Tuesday, July 18, 2023

Social production of moral indifference - 10b

In The Abolition of Man, C. S. Lewis says that by denying that values are real or that sentiments can be reasonable, modern education saps moral motivation and robs people of the ability to respond emotionally to experiences of real goodness. He holds that  the true purpose of education is higher than work or skill: it is wisdom. He believed that unless students were shown how to understand the proper way to feel toward virtue and vice, we risk committing cultural and societal suicide.

If we prevent children from ever feeling shame over wrongdoing, we encourage shamelessness. Indeed, the logical end of a world in which negative emotions are not allowed to signal error is a world in which error is excused, permitted, and expansive — in other words: chaos. 

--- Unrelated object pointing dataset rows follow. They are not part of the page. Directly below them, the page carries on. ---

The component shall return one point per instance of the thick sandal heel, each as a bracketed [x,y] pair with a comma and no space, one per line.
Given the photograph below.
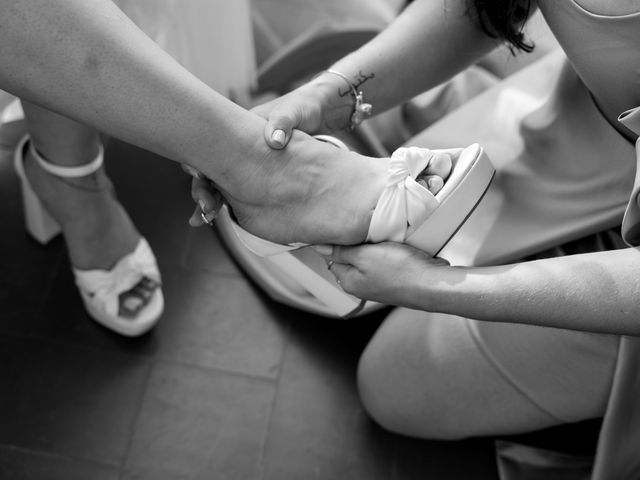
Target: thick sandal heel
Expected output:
[39,224]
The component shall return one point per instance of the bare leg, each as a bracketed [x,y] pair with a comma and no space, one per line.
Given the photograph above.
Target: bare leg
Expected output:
[424,375]
[97,229]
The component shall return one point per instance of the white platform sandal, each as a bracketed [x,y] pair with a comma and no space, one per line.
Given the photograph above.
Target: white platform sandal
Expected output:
[405,212]
[105,293]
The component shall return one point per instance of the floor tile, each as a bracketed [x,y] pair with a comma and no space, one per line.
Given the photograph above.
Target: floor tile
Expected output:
[455,460]
[207,253]
[157,196]
[68,401]
[219,322]
[16,464]
[197,423]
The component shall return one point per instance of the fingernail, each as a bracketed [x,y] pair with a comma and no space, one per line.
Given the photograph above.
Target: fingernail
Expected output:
[278,137]
[324,250]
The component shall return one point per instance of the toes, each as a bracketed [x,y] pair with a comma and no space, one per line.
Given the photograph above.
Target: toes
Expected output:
[134,300]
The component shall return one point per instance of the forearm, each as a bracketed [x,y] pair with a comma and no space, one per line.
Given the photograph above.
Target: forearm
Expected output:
[427,44]
[596,292]
[85,59]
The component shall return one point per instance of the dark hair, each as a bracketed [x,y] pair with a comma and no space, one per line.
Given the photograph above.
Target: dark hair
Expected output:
[504,19]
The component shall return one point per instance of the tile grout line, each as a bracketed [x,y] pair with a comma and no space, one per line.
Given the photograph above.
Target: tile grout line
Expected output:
[261,457]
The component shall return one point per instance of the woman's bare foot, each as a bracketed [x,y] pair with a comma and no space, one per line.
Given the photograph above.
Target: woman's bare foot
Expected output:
[310,192]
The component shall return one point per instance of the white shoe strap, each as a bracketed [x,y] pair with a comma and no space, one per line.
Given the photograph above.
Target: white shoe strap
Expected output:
[68,172]
[404,204]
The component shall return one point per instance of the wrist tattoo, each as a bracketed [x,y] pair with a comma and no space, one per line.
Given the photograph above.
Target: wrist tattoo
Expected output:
[359,80]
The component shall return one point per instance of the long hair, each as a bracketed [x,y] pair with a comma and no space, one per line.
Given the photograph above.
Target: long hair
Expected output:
[504,19]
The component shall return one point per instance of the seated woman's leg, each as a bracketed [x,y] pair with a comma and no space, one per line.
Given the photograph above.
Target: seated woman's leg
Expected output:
[440,377]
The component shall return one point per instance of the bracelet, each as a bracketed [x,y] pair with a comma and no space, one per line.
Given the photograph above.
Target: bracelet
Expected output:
[361,110]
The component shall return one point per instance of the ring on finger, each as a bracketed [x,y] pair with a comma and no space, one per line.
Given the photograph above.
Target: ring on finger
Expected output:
[205,219]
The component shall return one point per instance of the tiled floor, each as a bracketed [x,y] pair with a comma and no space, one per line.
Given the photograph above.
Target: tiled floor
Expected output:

Rather than education seeking to improve young people by both increasing their stock of facts and improving the sensitivity of their sentiments, students began to be tutored in facts alone. This shift was thought to benefit youth, protecting them from the emotional sway of propaganda. But Lewis argues that not only did dropping an education in and emphasis on sentiment fail to provide this protective effect (and in fact made students more susceptible to hype and disinformation), it deadened their capacity for virtue and human excellence.

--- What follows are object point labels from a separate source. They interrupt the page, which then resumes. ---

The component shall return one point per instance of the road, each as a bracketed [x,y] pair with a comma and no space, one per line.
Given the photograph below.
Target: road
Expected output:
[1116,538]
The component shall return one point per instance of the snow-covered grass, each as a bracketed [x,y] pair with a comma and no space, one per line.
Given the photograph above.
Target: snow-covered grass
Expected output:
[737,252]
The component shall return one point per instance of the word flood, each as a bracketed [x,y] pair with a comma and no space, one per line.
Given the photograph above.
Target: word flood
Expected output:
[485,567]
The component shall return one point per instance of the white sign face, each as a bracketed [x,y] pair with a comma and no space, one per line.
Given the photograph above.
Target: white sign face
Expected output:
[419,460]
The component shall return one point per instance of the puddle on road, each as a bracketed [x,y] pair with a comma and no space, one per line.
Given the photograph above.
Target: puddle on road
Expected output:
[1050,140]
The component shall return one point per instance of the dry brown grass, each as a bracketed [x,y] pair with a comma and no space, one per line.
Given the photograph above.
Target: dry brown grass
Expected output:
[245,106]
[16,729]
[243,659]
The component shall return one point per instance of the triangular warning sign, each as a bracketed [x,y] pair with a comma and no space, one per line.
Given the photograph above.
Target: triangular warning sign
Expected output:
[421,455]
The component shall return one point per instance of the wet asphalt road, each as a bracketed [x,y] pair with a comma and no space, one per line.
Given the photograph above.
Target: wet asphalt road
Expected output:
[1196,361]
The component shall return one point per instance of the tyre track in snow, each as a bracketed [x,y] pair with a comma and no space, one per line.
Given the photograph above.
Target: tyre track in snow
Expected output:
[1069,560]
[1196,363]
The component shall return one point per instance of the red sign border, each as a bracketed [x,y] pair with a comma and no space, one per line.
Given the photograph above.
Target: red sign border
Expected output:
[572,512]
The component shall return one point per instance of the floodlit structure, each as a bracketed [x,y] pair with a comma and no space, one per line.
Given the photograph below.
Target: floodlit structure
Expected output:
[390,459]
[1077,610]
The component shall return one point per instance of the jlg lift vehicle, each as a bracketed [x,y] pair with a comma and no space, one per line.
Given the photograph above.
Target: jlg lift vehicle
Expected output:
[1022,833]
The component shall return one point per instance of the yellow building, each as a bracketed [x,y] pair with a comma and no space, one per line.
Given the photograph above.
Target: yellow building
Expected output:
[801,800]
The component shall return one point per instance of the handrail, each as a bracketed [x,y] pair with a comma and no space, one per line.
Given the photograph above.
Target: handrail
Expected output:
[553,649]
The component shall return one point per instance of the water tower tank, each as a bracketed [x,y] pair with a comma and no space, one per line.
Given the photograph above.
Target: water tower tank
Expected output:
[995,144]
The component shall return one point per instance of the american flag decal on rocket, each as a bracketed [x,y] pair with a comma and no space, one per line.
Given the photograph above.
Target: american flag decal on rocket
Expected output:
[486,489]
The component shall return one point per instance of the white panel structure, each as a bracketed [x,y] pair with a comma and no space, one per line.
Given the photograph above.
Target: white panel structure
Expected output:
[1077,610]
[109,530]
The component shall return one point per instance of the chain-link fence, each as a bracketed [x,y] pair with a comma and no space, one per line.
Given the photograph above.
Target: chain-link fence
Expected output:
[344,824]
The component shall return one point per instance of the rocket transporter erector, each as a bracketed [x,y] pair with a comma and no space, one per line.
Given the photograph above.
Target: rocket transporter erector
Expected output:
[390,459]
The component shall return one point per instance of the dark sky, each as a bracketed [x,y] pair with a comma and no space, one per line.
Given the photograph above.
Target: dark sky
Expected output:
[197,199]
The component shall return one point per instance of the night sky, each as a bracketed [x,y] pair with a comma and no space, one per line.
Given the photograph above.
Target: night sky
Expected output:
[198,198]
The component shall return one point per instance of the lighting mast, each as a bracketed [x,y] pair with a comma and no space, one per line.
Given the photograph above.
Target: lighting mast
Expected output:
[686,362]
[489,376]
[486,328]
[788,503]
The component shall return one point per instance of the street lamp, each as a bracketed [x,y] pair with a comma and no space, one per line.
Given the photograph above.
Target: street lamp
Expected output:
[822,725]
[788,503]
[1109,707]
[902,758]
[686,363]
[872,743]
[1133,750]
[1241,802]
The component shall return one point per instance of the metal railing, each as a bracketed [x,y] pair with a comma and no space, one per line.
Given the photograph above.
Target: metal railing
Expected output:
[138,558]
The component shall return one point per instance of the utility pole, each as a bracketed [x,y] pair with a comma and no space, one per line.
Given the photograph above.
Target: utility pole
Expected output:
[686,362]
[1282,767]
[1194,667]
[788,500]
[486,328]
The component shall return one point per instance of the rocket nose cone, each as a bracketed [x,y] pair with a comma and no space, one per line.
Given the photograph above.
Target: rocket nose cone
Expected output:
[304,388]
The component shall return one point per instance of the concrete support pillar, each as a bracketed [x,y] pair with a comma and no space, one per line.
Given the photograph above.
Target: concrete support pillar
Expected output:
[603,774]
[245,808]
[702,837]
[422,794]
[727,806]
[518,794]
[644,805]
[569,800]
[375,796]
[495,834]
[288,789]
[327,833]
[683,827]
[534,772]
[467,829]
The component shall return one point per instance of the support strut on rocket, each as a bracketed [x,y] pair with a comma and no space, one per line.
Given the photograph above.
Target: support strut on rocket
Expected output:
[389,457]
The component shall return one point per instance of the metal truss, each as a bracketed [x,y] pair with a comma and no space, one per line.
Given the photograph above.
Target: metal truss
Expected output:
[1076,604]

The task of the modern educator is not to cut down jungles but to irrigate deserts. The right defence against false sentiments is to inculcate just sentiments. By starving the sensibility of our pupils we only make them easier prey to the propagandist when he comes. . . a hard heart is no infallible protection against a soft head.

What Lewis is saying is that young people have a tendency to be apathetic or cynical or complacent anyway. You only magnify this cynicism by telling them that all value and emotion is subjective and that absolute truths do not exist. Being subjected to the endless rubbishing of ideals imparts to young people a smug “pleasure in their own knowingness”. By doing this, you create a vacuum that is actually more vulnerable to being filled by advertising and propaganda. A man with a well developed sentiment for an ideal, a real love for something, does not fall prey to the enticements of advertising. 


Emotional sentiment not only functions as a defence against negative propaganda, but acts as a catalyst for “offensive” activity. As Lewis argues, dry rationality alone can never be a sufficient spur to positive action. It is not recognized that pursuing the simple virtues may not be welcomed by authority and power. Mainstream schooling is designed to make us all conformists and harmless  citizens.  Courage doesn’t have to look dramatic or fearless. Sometimes it looks more like quiet perseverance.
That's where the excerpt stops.